I reviewed these documents and in fact I reviewed photographs or any documents related to Crisostomo to make sure that the State did not inadvertently admit any evidence that would connect this defendant to CPS [Child Protective Services], and it doesn't appear to have any documentation regarding CPS.
Regarding the correspondence from the 99-902 Moanalua Road address, the circuit court (7) admitted it, stating:
The Court has reviewed it. It has an address. It doesn't indicate that this comes from the correctional facility. 99-902 Moanalua Road. I'm going to preclude counsel from identifying this address.
Furthermore, the evidence did not contain any indication of the contents of the correspondence. The circuit court's determination to admit the evidence of Crisostomo's correspondence cannot "fairly be considered to have exceeded the bounds of reason, or to have disregarded rules or principles of law or practice to the substantial detriment of a party litigant." Kealoha v. County of Hawaii, 74 Haw. 308, 324, 844 P.2d 670, 678 (1993) (internal quotation marks omitted). Therefore, we conclude the circuit court did not abuse its discretion.

Therefore,

IT IS HEREBY ORDERED that the March 22, 2001 Judgment of the circuit court is affirmed.

DATED: Honolulu, Hawai`i, March 7, 2003.
 

On the briefs:

Lila Barbara Kanae
for defendant-appellant.

Bryan K. Sano,
Deputy Prosecuting Attorney,
City and County of Honolulu,
for plaintiff-appellee.
 

1.     The Honorable Melvin K. Soong presided over jury selection and the first two days of trial; the Honorable Dexter D. Del Rosario presided over one day of trial, the jury verdict, and sentencing.

2.     HRS § 712-1241(1)(a)(i) (Supp. 2002) reads as follows:

§712-1241 Promoting a dangerous drug in the first degree. (1) A person commits the offense of promoting a dangerous drug in the first degree if the person knowingly:

(a) Possesses one or more preparations, compounds, mixtures, or substances of an aggregate weight of:

(i) One ounce or more, containing methamphetamine, heroin, morphine, or cocaine or any of their respective salts, isomers, and salts of isomers[.]

3.     HRS § 329-43.5(a) (1993) reads as follows:
§329-43.5 Prohibited acts related to drug paraphernalia. (a) It is unlawful for any person to use, or to possess with intent to use, drug paraphernalia to plant, propagate, cultivate, grow, harvest, manufacture, compound, convert, produce, process, prepare, test, analyze, pack, repack, store, contain, conceal, inject, ingest, inhale, or otherwise introduce into the human body a controlled substance in violation of this chapter.
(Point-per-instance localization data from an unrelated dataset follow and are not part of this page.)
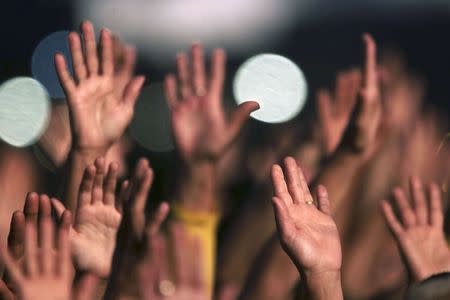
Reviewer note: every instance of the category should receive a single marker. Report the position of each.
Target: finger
(293, 180)
(121, 200)
(436, 213)
(16, 236)
(31, 208)
(86, 287)
(139, 201)
(279, 183)
(12, 268)
(170, 89)
(281, 213)
(86, 186)
(64, 262)
(5, 292)
(110, 184)
(418, 195)
(370, 65)
(106, 45)
(58, 206)
(304, 184)
(46, 236)
(183, 75)
(239, 117)
(90, 47)
(132, 90)
(324, 202)
(406, 213)
(217, 73)
(97, 189)
(31, 249)
(324, 112)
(158, 218)
(198, 70)
(394, 225)
(76, 50)
(64, 77)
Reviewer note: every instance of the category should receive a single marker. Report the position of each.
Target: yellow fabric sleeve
(203, 226)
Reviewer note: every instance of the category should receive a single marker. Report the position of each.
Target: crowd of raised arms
(352, 207)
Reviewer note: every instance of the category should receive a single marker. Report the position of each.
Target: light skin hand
(99, 112)
(93, 235)
(200, 125)
(419, 230)
(308, 233)
(46, 269)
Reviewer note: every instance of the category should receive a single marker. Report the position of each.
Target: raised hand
(189, 281)
(200, 125)
(334, 111)
(138, 239)
(419, 230)
(363, 127)
(308, 233)
(99, 109)
(97, 220)
(46, 269)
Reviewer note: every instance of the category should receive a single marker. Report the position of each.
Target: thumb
(85, 287)
(58, 206)
(240, 116)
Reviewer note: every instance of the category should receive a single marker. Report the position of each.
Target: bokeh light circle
(151, 125)
(276, 83)
(43, 62)
(24, 111)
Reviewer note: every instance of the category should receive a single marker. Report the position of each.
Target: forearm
(77, 163)
(323, 286)
(272, 276)
(198, 187)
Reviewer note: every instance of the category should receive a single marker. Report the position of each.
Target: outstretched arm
(307, 231)
(100, 109)
(419, 230)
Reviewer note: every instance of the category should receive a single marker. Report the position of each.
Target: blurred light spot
(239, 26)
(151, 126)
(43, 62)
(24, 111)
(276, 83)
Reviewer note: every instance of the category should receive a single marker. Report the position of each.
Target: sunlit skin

Any person who violates this section is guilty of a class C felony and upon conviction may be imprisoned pursuant to section 706-660 and, if appropriate as provided in section 706-641, fined pursuant to section 706-640.
4.     HRS § 712-1249 (1993) reads as follows:
§712-1249 Promoting a detrimental drug in the third degree. (1) A person commits the offense of promoting a detrimental drug in the third degree if the person knowingly possesses any marijuana or any Schedule V substance in any amount.

(2) Promoting a detrimental drug in the third degree is a petty misdemeanor.

5.     HRS § 702-236 (1993) provides in relevant part:
§702-236 De minimis infractions. (1) The court may dismiss a prosecution if, having regard to the nature of the conduct alleged and the nature of the attendant circumstances, it finds that the defendant's conduct:

. . . .

(b) Did not actually cause or threaten the harm or evil sought to be prevented by the law defining the offense or did so only to an extent too trivial to warrant the condemnation of conviction; or

(c) Presents such other extenuations that it cannot reasonably be regarded as envisaged by the legislature in forbidding the offense.

(2) The court shall not dismiss a prosecution under subsection (1)(c) of this section without filing a written statement of its reasons.

6.     The Honorable Melvin K. Soong presided.

7.     The Honorable Melvin K. Soong presided.